Namun baru bisa di cek pada website resmi snmptn.
Meskipun
pengumuman itu sudah ada, tapi malam itu, aku tak langsung mengeceknya.
Entahlah. Aku belum siap mengetahuinya. Akhirnya kuputuskan untuk melihatnya
keesokan harinya.
Sabtu,
7 juli 2012, sekitar pukul 07.37 pagi, aku dibangunkan oleh Hp-ku yang kembali
bergetaar. Sebuah sms kembali masuk. Kembali dari sahabatku: Ummu Kalsum (saat
ini belajar di BLKI).
“Ram,
sudah kau lihat pengumuman snmptn? Bagaimana hasilnya? Saya sendiri tidak
lulus”. Itulah sms kedua dari sahabatku. Ternyata mereka semua tidak lulus.
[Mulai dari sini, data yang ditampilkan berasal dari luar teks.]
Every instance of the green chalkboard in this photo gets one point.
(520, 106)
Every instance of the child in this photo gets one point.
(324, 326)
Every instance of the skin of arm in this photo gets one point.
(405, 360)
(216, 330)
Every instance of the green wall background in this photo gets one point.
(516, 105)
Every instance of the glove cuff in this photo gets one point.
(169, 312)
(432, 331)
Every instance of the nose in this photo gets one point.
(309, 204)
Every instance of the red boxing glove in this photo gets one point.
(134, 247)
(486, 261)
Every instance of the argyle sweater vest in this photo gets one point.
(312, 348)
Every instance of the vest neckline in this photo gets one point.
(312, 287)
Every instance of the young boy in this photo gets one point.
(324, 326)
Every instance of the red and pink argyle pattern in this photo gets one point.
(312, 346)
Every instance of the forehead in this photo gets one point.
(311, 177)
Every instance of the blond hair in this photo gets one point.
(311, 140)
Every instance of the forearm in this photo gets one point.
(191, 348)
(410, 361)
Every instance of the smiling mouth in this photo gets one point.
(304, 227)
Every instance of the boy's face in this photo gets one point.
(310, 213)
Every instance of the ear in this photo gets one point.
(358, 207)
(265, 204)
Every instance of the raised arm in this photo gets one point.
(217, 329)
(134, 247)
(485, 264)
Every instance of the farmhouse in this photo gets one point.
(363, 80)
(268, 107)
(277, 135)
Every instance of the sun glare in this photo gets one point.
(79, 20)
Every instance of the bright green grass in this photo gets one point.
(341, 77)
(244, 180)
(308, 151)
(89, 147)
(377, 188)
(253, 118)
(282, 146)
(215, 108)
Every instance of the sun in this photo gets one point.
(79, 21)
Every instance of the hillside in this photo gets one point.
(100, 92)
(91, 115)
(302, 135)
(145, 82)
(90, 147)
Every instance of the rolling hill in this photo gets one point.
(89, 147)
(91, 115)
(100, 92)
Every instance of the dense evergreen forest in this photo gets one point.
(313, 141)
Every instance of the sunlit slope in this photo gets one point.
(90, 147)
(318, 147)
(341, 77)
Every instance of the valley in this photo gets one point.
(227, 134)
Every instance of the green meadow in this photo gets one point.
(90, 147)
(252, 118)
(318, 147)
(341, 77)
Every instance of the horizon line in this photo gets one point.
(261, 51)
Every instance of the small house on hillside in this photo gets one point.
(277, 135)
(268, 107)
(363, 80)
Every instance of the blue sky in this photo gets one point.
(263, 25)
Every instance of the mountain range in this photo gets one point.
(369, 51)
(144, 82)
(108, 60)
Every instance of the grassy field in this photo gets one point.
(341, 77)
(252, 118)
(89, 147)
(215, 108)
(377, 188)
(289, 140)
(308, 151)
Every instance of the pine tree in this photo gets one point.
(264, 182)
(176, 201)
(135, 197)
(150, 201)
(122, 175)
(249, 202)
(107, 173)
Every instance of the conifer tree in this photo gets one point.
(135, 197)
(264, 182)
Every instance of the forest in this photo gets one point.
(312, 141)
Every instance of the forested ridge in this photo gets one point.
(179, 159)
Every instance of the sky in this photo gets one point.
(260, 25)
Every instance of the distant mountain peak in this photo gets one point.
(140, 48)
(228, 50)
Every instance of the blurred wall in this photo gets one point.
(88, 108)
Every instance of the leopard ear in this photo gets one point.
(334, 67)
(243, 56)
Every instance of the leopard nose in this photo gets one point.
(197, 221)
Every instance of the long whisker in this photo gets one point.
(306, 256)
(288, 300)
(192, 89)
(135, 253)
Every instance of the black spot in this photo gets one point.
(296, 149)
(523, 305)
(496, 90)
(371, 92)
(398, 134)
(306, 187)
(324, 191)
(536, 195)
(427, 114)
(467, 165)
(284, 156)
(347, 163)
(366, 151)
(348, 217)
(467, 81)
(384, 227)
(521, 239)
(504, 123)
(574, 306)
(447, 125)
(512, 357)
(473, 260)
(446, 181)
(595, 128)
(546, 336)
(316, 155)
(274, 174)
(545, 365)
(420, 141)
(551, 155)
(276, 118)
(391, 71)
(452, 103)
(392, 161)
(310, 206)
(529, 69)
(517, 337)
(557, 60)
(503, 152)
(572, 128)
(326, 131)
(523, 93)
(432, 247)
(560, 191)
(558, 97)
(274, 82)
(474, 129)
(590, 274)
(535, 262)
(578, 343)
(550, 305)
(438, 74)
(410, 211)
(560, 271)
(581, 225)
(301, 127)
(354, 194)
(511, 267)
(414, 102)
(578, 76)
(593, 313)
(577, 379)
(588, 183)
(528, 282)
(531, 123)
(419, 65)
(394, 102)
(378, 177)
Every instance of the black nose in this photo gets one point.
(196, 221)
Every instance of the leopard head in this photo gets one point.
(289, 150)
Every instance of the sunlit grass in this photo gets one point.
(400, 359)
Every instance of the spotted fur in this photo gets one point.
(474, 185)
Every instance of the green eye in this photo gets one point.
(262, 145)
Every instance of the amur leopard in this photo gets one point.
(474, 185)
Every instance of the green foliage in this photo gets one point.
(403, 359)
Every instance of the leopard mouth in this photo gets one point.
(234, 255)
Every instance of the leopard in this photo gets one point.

Rasa pesimis semakin membesar. aku langsung bergegas menyalahkan laptop. Aku
harus segera melihat pengumuman itu. Dan, seperti yang kalian ketahui, ternyata
nasipku berbeda dengan kedua sahabatku itu. Di website resmi snmptn tertulis
dengan indah: “Nur Syarif Ramadhan, dengan nomor peserta: 212-82-00131, lahir
di Bontolangkasa, 13 maret 1993, anda lulus pada prodi: Pendidikan Pancasila
dan Kewarganegaraan (Universitas Negeri Makassar). Selamat atas kelulusan
anda!!!”.
Pesimis
itu akhirnya berguguran, kawan. Saat itu aku merasa menjadi orang paling
beruntung di dunia. Mungkin menurut kalian itu berlebihan, kawan. Tapi tak
apalah. Memang itulah yang kurasakan saat itu. Namun, ujian sebenarnya baru
akan dimulai. Peristiwa kelulusanku itu telah memberiku pemahaman baru.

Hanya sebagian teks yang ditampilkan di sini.